EMPLOYER’S SUBMISSION
[28] The Employer submits that:
● the 2008 Agreement provided that a day or personal leave, whether taken or “cashed out” was seven (7) hours;
● the genesis of the seven (7) hours is contained in the SI Award 1999;
● pursuant to the 2011 Agreement, the payment to which employees are entitled for a day of personal leave is 8 hours (rather than 7 hours). This increased entitlement was the outcome of negotiations between the parties and was part of a “new regime” for the accrual and cashing out of personal leave that formed part of the 2011 Agreement” 1 (my emphasis);
● the entitlements set out in the 2011 Agreement cannot be applied retrospectively to personal leave accrued under the 2008 Agreement, such that the Respondent’s personal leave liabilities would be retrospectively increased.

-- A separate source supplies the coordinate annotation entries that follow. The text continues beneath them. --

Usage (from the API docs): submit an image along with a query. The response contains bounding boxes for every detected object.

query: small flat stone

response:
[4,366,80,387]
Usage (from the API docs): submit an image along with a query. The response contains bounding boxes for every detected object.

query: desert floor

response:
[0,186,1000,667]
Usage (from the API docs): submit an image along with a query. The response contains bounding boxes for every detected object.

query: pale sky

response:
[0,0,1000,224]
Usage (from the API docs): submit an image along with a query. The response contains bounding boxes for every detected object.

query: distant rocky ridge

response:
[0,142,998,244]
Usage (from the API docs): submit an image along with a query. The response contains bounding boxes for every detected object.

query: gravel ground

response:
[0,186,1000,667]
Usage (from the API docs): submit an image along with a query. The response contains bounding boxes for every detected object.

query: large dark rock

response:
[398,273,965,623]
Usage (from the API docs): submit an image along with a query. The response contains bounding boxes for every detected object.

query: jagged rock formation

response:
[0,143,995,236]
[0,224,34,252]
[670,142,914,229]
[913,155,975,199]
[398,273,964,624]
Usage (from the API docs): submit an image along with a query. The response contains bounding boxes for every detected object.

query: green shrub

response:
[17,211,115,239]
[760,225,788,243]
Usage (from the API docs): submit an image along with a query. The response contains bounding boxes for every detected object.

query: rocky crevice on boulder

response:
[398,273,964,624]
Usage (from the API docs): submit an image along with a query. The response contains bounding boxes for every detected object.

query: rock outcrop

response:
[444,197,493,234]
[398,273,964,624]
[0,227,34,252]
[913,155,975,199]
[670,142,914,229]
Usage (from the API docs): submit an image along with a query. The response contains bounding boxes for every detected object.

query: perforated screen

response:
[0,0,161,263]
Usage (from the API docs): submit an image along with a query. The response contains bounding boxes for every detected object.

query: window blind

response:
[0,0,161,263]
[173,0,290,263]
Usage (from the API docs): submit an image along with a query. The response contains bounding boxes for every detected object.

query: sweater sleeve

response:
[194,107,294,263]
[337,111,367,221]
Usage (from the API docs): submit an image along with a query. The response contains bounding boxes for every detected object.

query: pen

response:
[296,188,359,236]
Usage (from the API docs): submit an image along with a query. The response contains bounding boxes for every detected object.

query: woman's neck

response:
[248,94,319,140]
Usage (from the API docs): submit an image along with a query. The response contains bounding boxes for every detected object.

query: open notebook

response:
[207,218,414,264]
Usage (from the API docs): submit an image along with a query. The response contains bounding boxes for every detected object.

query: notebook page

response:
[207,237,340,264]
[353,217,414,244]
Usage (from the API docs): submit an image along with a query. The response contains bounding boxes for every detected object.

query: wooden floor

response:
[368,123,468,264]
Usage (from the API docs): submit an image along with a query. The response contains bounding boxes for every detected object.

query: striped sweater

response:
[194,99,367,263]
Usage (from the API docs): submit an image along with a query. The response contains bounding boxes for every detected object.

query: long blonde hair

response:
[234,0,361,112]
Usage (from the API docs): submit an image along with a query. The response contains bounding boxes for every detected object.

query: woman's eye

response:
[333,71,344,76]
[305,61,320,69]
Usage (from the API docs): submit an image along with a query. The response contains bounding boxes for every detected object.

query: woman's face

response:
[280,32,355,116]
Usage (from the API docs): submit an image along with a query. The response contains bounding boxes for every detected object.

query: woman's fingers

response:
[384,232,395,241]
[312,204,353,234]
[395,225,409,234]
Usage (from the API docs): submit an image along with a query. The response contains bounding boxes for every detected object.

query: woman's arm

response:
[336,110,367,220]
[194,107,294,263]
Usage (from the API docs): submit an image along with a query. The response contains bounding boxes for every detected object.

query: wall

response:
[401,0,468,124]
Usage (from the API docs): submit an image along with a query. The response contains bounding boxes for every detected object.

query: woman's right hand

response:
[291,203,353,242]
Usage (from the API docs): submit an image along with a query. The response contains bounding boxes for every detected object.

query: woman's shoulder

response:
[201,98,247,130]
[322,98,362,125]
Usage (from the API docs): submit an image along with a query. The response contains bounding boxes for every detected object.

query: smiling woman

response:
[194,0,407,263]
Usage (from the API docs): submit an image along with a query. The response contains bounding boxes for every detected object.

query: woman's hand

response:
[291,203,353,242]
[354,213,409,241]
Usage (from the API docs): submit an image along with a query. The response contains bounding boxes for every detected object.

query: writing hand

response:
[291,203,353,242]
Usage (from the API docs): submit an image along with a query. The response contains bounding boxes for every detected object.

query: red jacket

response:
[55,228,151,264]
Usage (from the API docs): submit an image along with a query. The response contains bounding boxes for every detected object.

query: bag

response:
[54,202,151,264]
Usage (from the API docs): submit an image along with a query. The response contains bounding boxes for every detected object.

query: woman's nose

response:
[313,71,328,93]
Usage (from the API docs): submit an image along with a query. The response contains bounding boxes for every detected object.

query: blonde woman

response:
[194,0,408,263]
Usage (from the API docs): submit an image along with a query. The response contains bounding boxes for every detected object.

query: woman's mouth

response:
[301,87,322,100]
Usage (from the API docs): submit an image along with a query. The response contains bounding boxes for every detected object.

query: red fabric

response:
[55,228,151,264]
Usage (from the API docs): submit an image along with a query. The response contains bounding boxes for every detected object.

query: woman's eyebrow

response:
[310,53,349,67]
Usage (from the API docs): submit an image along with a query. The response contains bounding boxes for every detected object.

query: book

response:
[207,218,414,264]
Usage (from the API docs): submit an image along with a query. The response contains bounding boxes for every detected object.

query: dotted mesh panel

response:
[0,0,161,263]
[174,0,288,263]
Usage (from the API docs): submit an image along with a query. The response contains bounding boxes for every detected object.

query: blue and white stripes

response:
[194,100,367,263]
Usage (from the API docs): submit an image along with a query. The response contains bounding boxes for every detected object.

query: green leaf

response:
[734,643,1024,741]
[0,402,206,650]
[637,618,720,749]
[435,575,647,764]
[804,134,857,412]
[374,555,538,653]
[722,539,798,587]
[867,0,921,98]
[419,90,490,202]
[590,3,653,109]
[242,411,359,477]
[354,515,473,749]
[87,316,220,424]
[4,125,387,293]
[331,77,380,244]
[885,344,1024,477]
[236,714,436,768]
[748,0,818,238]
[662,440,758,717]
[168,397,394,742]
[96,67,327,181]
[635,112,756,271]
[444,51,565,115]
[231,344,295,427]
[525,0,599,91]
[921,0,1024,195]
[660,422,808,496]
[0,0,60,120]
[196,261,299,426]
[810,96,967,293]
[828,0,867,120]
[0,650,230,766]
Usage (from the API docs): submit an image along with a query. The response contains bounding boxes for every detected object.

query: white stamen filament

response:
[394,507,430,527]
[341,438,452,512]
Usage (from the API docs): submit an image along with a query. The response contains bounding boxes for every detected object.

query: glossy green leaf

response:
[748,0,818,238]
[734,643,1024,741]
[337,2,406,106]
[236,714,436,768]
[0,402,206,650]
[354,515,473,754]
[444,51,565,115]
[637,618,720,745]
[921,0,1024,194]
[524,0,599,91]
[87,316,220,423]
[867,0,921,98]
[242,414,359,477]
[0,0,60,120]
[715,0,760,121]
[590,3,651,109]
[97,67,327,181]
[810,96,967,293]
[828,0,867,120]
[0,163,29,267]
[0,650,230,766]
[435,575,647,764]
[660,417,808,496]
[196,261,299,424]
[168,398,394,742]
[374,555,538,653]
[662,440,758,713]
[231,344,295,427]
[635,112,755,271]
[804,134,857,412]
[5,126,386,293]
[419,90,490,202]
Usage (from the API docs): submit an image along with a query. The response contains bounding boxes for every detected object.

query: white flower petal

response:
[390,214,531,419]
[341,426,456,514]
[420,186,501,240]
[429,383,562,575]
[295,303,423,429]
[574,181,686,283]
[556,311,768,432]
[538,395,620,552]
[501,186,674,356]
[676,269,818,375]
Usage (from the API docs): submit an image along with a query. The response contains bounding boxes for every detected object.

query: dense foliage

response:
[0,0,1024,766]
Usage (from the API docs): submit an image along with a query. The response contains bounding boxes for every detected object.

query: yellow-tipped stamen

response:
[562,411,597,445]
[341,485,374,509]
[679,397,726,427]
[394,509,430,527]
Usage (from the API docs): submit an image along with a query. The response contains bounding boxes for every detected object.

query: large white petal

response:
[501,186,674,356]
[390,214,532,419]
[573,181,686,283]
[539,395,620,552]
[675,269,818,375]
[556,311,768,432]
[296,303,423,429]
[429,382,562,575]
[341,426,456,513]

Further, express words to the contrary, amendments to instruments do not have retrospective application;
● the entitlement to eight (8) hours per day, whether taken or cashed out, only applies from the commencement of the operation of the 2011 Agreement;
● leave accrued, but not taken pursuant to the 2008 Agreement should be dealt with in accordance with that 2008 Agreement;
● the terms of the 2011 Agreement cannot have any force in relation “to matters which occurred prior to the date on which it commenced operation, including the accrual of personal leave” 2;
● “subsection 7(2) of the Acts Interpretation Act prevents clause 16.9 of the 2011 Agreement from being applied retrospectively such that personal leave accrued under the 2008 Agreement could now be cashed out at a rate of 8 hours per day (rather than 7 hours per day, as was the case under the 2008 Agreement)” 3;
● Should it be necessary to consider extrinsic material in the construction of subclause 16.9 of the 2011 Agreement, negotiations demonstrate that the payment of a day of personal leave at eight (8) hours per day for past and future accruals was put by the MUA and rejected by the Employer. Having done so, the Employer proceeded on the basis that the claim for eight (8) hours related only to future accruals; and
● If the MUA is seeking an interpretation of subclause 16.9 of the 2011 Agreement, “so that the rights and obligations of the parties can be enforced...this is clearly a function of judicial power and beyond the jurisdiction of FWC” 4.
CONSIDERATION
Plain and ordinary meaning of the words in subclause 16.9 of the 2011 Agreement
[29] The introductory title to subclause 16.9 of the 2011 Agreement is “Cashing out of Personal Leave”. The title conveys the proposition that personal leave can be cashed out in lieu of being taken.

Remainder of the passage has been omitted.